You don’t have to be able to understand Songhoy Blues’ lyrics or know their back story to appreciate their style of “desert blues.” Their tunes are packed with guitarist Garba Touré’s hypnotic licks, drummer Nathanael Dembélé’s insistent beats, and Oumar Touré’s confident bass lines meant to get the listener grooving. Indeed, when frontman Aliou Touré wasn’t playing guitar or singing, he often broke into moves that would make a veteran choreographer jealous. The fact that he had a massive smile on his face during most of his dance breaks just made the energy all the more infectious.
Though their set only lasted about an hour, Songhoy Blues packed more energy into that time than many festival lineups could inspire. The audience hardly needed Aliou’s encouragement to clap and dance, though there wasn’t much room to move with how the audience packed into the venue. There were a few serious moments when he reminded the crowd how precious music is to life and encouraged everyone to embrace more African music. Refusing to be silenced by jihadists, he stated, “They will have to kill us first.” It was a bold declaration and a reference to a documentary of the same name, which depicts the band’s rise to international recognition and the struggles of three other musicians within Mali. However, it wasn’t long before he was sharing another grin with his bandmates.

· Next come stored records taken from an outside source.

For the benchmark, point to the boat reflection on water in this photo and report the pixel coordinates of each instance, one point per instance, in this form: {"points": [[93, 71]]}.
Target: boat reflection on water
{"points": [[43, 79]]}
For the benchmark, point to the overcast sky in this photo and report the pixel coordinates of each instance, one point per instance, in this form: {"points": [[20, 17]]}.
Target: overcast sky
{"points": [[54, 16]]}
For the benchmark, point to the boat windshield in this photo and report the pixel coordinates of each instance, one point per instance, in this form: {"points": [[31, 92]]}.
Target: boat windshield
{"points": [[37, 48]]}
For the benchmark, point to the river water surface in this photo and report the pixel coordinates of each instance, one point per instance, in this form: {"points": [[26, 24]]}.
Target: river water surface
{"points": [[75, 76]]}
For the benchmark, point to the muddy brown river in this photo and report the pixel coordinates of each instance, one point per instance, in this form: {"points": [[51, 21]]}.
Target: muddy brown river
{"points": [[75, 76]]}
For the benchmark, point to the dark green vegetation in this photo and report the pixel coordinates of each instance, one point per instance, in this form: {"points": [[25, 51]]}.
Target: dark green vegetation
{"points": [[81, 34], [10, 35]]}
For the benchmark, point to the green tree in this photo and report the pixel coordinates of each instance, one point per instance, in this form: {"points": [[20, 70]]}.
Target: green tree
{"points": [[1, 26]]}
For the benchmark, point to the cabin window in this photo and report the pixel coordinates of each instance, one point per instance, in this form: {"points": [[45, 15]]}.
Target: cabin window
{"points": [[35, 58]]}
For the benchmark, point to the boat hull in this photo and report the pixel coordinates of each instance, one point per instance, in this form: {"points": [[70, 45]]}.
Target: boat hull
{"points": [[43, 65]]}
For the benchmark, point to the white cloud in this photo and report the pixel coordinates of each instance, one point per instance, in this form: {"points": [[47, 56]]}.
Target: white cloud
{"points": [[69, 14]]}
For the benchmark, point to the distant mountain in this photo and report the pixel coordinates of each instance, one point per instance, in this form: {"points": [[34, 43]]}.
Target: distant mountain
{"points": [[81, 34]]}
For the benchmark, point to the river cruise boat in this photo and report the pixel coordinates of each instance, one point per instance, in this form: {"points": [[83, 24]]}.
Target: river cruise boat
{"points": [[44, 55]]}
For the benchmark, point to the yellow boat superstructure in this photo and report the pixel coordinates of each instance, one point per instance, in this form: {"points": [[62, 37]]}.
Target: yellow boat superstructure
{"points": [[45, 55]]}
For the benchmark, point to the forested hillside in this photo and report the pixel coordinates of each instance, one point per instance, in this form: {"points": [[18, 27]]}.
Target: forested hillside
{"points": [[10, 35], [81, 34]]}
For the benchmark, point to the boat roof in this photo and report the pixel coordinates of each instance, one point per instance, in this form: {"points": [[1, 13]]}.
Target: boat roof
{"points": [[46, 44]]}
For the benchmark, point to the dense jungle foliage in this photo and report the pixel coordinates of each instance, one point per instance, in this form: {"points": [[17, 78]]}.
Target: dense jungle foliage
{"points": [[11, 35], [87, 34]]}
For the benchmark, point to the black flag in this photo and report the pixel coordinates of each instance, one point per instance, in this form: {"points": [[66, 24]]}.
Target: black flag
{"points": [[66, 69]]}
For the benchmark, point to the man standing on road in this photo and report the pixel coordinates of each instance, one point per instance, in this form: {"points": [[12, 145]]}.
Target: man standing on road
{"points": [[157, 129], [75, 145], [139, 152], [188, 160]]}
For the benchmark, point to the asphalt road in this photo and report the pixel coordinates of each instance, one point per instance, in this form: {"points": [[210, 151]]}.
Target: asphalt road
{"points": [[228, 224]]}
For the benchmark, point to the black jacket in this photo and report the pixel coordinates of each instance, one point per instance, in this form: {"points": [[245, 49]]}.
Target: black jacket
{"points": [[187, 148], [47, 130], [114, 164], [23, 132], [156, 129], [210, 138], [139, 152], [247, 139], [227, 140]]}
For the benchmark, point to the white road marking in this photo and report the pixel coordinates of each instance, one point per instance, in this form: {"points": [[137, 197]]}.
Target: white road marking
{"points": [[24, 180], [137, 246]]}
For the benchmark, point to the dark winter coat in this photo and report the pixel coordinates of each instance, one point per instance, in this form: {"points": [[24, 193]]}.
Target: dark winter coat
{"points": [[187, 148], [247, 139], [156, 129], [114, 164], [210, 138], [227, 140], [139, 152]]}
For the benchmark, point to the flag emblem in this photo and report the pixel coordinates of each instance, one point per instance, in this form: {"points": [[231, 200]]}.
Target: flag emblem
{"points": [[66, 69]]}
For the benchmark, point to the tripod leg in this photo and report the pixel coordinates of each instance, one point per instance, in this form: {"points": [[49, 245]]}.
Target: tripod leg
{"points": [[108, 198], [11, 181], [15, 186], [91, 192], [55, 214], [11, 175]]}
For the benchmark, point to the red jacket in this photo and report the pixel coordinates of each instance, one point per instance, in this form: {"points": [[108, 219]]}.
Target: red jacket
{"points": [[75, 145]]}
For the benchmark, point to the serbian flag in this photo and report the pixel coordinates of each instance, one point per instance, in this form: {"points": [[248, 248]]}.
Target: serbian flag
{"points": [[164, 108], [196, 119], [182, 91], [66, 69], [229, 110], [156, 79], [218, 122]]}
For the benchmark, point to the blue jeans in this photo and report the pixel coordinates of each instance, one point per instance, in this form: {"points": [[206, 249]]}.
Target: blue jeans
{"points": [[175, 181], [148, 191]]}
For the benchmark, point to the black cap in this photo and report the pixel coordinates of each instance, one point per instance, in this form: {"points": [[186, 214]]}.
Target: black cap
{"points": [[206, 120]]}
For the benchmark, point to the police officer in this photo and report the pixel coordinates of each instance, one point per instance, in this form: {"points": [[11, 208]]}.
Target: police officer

The delicate “Petit Metier” took on gorgeous dimension live, while the angular guitar of “Irganda” offered little opportunity to catch a breath. “Sekou Oumarou” was the perfect combination of old school blues guitar with a snapping beat, while “Soubour” shifts from a slow start to an energetic tempo. Each song had its own way of connecting with the audience, and by the time the band left the stage, it was difficult to shuffle away with legs exhausted from a night of dancing. “He might be the hardest working man in the business,” my friend said in regard to Aliou Touré’s showmanship. If there is any justice in the industry, her prediction should mean that the band only continues to find bigger audiences for their music and their message for a peaceful, creative Mali.